Macher, like Avra, said that a lack of epilepsy awareness is common. “Knowing what to do when someone has a seizure is something everyone should know,” she said. “It is no different than knowing what to do when seeing a heart attack [or] choking, ... but first aid is not as commonly heard [of] for when someone is having a seizure.”
Avra’s family has rented both the Hyde Center in Newton Highlands and the Bishop Mackenzie Center in Newton Centre for dances, including Halloween and 1980s themed events. Overall, Avra and her family have raised more than $33,000 to support epilepsy treatments and therapies.
A ticket to each dance costs $18, a price some find too expensive. “People get upset over the price,” Avra said. “But … it’s not easy to live with this disorder, … and I’m not going to stop working until epilepsy is cured,” Avra said.
According to Avra, every dollar counts. “Even if I raise $100, that’s still $100 closer to curing epilepsy.”
Macher said that her organization has benefited greatly from Avra’s efforts.“We are so fortunate that we are working with her and that she chose us,” Macher said. “Not everybody … goes out and tackles [a] problem head on, and that’s why we think that [Avra] is fearless and determined. She’s a hero.”
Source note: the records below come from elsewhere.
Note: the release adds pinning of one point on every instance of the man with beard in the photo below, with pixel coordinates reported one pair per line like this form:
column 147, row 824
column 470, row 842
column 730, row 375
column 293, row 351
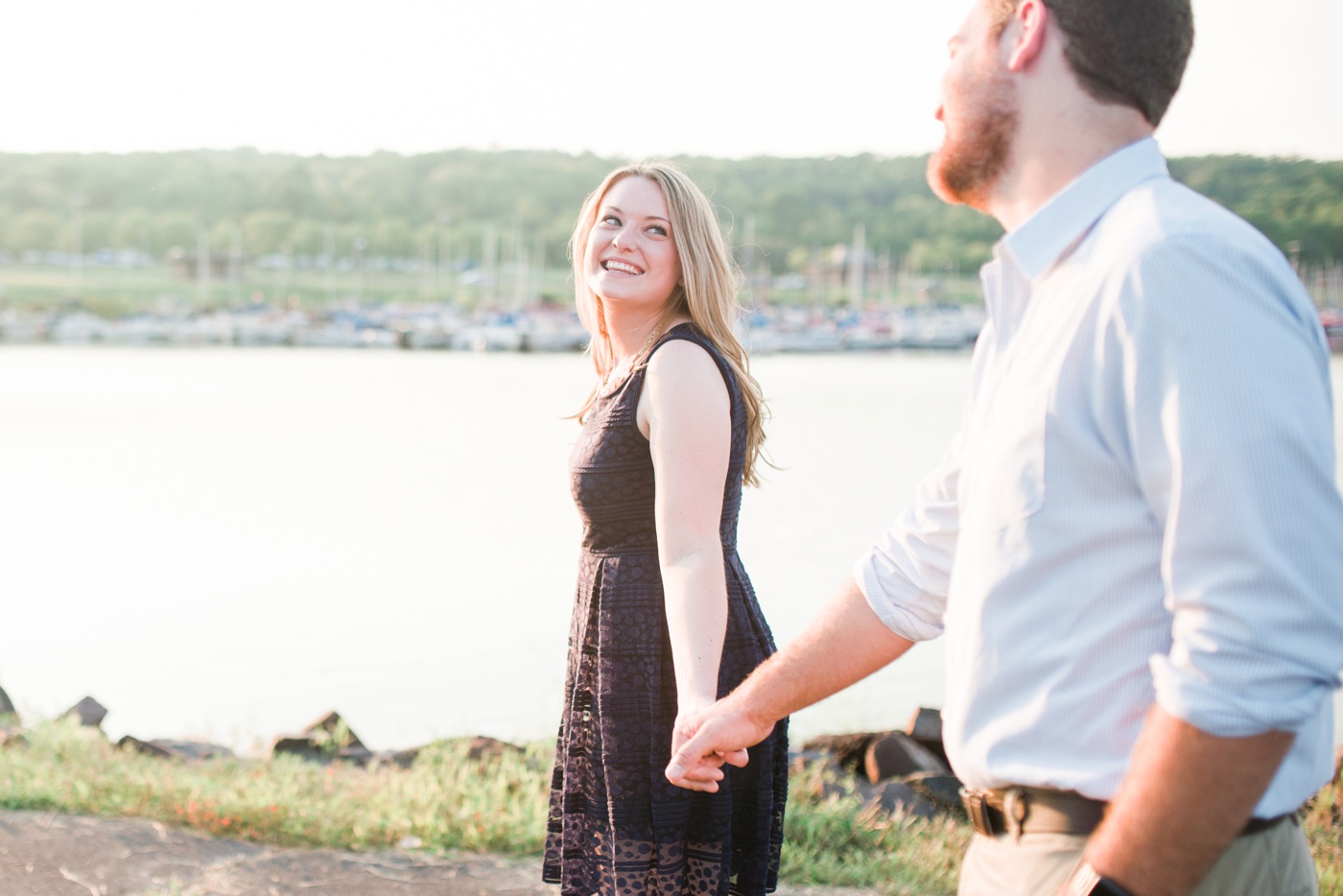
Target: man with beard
column 1132, row 544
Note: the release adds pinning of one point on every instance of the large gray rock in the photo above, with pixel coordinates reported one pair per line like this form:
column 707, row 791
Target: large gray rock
column 483, row 748
column 87, row 711
column 326, row 739
column 897, row 755
column 926, row 727
column 942, row 790
column 890, row 799
column 848, row 751
column 190, row 750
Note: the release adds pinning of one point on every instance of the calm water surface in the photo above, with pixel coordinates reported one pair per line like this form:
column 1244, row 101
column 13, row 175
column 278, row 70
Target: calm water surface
column 228, row 543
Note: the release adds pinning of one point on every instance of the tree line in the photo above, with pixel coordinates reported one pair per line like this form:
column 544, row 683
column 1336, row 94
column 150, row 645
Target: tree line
column 456, row 201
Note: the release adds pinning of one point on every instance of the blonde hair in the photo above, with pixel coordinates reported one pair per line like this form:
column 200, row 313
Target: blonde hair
column 707, row 293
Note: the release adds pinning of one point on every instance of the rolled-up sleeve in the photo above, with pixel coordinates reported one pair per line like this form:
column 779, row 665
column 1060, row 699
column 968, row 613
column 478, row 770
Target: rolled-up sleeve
column 907, row 574
column 1231, row 426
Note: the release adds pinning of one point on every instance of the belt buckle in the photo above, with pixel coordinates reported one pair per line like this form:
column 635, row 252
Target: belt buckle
column 978, row 811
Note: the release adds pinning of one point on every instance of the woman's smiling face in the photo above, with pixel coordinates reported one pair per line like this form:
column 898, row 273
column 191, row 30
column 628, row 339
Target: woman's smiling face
column 630, row 255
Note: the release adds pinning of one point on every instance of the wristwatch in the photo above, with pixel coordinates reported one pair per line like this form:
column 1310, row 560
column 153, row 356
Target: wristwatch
column 1088, row 882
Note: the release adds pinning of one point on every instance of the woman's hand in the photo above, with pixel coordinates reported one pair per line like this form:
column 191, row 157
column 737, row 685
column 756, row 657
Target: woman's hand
column 704, row 741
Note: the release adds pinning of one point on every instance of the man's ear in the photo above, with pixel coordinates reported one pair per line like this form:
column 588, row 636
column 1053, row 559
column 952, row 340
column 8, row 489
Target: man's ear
column 1025, row 34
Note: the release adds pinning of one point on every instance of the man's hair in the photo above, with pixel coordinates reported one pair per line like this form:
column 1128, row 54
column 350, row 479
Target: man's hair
column 1131, row 53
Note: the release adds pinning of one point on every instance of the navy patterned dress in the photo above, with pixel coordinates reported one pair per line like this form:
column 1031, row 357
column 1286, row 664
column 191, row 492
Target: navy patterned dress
column 617, row 826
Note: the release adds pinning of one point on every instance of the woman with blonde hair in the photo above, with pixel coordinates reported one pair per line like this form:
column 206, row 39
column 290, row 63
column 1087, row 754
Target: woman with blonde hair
column 665, row 620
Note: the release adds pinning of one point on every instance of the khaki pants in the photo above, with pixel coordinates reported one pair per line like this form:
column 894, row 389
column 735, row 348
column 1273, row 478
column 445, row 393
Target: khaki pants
column 1271, row 862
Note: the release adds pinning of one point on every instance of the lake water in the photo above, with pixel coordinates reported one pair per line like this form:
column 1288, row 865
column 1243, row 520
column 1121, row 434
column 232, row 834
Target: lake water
column 225, row 543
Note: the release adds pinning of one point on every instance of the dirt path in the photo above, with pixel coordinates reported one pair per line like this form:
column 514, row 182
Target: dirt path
column 53, row 855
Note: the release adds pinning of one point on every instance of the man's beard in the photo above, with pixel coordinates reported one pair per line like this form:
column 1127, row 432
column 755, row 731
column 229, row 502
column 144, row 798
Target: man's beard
column 969, row 164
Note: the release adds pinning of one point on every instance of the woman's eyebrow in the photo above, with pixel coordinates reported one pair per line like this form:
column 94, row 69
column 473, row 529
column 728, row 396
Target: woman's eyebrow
column 617, row 208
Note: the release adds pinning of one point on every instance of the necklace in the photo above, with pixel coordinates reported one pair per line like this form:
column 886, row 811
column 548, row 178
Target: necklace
column 626, row 366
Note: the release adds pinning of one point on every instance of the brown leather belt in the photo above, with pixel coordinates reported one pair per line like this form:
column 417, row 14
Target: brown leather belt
column 1040, row 811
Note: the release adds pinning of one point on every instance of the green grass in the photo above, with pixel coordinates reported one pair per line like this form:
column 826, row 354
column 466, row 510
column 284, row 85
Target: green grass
column 452, row 804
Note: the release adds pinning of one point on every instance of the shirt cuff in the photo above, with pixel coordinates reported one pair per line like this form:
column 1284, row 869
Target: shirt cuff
column 900, row 606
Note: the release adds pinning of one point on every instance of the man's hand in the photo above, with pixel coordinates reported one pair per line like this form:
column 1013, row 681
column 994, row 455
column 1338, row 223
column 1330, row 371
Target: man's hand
column 704, row 742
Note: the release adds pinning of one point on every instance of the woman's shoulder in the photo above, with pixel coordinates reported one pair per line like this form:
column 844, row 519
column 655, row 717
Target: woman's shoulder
column 685, row 359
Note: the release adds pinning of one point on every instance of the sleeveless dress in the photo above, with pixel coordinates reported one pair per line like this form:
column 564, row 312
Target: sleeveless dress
column 617, row 826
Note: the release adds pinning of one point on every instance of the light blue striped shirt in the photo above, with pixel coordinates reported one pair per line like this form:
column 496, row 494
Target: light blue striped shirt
column 1141, row 504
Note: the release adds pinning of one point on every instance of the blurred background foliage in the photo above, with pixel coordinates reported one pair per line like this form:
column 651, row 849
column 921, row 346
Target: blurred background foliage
column 786, row 210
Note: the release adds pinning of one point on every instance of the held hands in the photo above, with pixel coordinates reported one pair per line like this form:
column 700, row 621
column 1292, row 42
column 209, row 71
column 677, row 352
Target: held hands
column 707, row 739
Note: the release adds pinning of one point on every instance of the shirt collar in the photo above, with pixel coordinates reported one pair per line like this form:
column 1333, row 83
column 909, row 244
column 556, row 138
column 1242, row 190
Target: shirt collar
column 1061, row 222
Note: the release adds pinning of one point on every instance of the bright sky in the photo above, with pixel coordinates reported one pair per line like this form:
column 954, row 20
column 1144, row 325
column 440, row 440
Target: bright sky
column 707, row 77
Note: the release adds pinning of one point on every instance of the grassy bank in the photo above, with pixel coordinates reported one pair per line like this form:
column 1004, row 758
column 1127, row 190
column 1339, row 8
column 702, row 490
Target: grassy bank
column 497, row 805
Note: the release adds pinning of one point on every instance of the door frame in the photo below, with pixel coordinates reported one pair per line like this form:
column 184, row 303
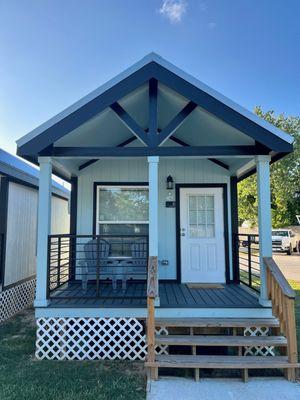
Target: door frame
column 223, row 186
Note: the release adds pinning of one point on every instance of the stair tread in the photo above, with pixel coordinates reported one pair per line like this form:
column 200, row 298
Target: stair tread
column 217, row 322
column 227, row 362
column 220, row 340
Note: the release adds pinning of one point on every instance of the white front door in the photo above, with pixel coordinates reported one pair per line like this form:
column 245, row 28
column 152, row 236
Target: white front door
column 202, row 235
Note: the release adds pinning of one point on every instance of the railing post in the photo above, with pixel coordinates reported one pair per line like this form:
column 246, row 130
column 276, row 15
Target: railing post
column 44, row 227
column 264, row 221
column 59, row 260
column 152, row 293
column 98, row 268
column 249, row 261
column 153, row 210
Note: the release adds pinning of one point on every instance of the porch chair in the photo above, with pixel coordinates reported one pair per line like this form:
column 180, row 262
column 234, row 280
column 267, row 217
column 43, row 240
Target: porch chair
column 138, row 263
column 96, row 253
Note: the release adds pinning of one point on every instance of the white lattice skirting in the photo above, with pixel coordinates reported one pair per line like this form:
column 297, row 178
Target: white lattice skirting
column 16, row 299
column 258, row 350
column 92, row 339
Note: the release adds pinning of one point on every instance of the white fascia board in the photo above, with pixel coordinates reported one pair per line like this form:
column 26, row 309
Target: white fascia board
column 153, row 57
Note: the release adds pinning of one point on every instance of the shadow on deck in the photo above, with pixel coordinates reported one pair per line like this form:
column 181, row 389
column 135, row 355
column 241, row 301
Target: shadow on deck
column 172, row 295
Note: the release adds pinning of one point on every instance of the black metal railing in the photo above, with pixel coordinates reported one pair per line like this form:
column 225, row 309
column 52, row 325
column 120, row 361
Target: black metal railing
column 97, row 266
column 248, row 260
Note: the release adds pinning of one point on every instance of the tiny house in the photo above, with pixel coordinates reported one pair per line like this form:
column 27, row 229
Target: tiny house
column 18, row 230
column 154, row 157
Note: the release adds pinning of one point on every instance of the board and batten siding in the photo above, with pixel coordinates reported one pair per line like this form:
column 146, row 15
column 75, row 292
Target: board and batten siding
column 21, row 236
column 136, row 170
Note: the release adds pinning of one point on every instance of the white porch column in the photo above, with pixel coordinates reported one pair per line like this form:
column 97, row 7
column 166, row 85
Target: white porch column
column 153, row 208
column 264, row 220
column 44, row 228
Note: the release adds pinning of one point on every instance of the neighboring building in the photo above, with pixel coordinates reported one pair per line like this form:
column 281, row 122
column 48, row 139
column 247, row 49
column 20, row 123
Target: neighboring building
column 18, row 230
column 154, row 157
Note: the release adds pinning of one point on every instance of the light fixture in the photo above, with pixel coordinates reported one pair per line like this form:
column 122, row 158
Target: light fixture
column 170, row 183
column 297, row 194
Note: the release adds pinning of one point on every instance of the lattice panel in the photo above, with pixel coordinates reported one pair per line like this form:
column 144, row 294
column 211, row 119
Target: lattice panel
column 258, row 350
column 162, row 349
column 16, row 299
column 92, row 339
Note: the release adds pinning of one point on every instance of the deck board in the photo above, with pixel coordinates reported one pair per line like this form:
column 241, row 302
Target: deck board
column 172, row 295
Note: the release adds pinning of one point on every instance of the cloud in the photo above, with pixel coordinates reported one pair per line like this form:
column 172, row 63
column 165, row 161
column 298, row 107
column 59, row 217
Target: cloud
column 212, row 25
column 173, row 10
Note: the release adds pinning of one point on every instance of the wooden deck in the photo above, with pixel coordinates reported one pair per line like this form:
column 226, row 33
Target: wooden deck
column 172, row 295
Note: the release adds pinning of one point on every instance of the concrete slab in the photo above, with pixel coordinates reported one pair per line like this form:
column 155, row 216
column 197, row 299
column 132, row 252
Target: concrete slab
column 223, row 389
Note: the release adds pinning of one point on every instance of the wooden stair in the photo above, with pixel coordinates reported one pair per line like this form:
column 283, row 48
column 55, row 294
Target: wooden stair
column 220, row 340
column 217, row 322
column 224, row 362
column 192, row 335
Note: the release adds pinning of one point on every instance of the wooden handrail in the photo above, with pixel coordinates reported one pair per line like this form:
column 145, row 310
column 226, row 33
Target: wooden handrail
column 152, row 293
column 279, row 277
column 152, row 284
column 283, row 305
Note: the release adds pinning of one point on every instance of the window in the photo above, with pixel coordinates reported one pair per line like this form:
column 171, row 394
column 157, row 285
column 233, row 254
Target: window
column 201, row 216
column 122, row 210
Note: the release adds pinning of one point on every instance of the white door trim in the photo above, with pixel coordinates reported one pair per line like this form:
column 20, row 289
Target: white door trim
column 224, row 188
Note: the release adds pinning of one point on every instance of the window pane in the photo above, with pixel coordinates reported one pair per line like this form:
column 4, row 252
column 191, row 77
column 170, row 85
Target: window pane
column 201, row 216
column 118, row 204
column 193, row 203
column 201, row 202
column 210, row 231
column 193, row 217
column 210, row 217
column 123, row 229
column 209, row 202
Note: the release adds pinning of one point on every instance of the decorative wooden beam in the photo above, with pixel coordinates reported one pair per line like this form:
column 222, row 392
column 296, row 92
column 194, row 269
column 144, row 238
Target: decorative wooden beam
column 90, row 162
column 153, row 87
column 214, row 160
column 204, row 151
column 130, row 123
column 219, row 163
column 87, row 164
column 176, row 122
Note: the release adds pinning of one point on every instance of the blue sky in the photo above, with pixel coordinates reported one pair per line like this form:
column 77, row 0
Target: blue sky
column 52, row 52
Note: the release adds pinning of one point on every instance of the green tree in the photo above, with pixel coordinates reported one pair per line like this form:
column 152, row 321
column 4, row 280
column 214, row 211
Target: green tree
column 285, row 179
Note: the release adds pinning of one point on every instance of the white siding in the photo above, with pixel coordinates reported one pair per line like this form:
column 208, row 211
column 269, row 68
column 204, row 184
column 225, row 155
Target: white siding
column 136, row 170
column 20, row 256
Being fearless in the face of an epilepsy diagnosis can be difficult, according to Nancy. “A lot of people are in the closet about their [epilepsy] because there’s a stigma attached to it,” she said. “It’s all about being accepted. We need to accept everyone with whatever challenges they have.”
Although Avra strives to maintain a positive attitude, she said she sometimes feels discouraged. Because she has epilepsy, Avra cannot get her license and must frequently text message her mother when she is home alone. “I might look happy and giggly, but inside there is this girl who sometimes doesn’t know what to do,” Avra said. “[Epilepsy] impacts everything, and it’s always going to be there.”
Irwin said he was impressed by his daughter’s determination in the face of challenges. “Avra is not defined by her condition or her circumstances. I never remember her [asking], ‘Why me?,’ Irwin said. “She was just saying that she wanted to do something [to help].”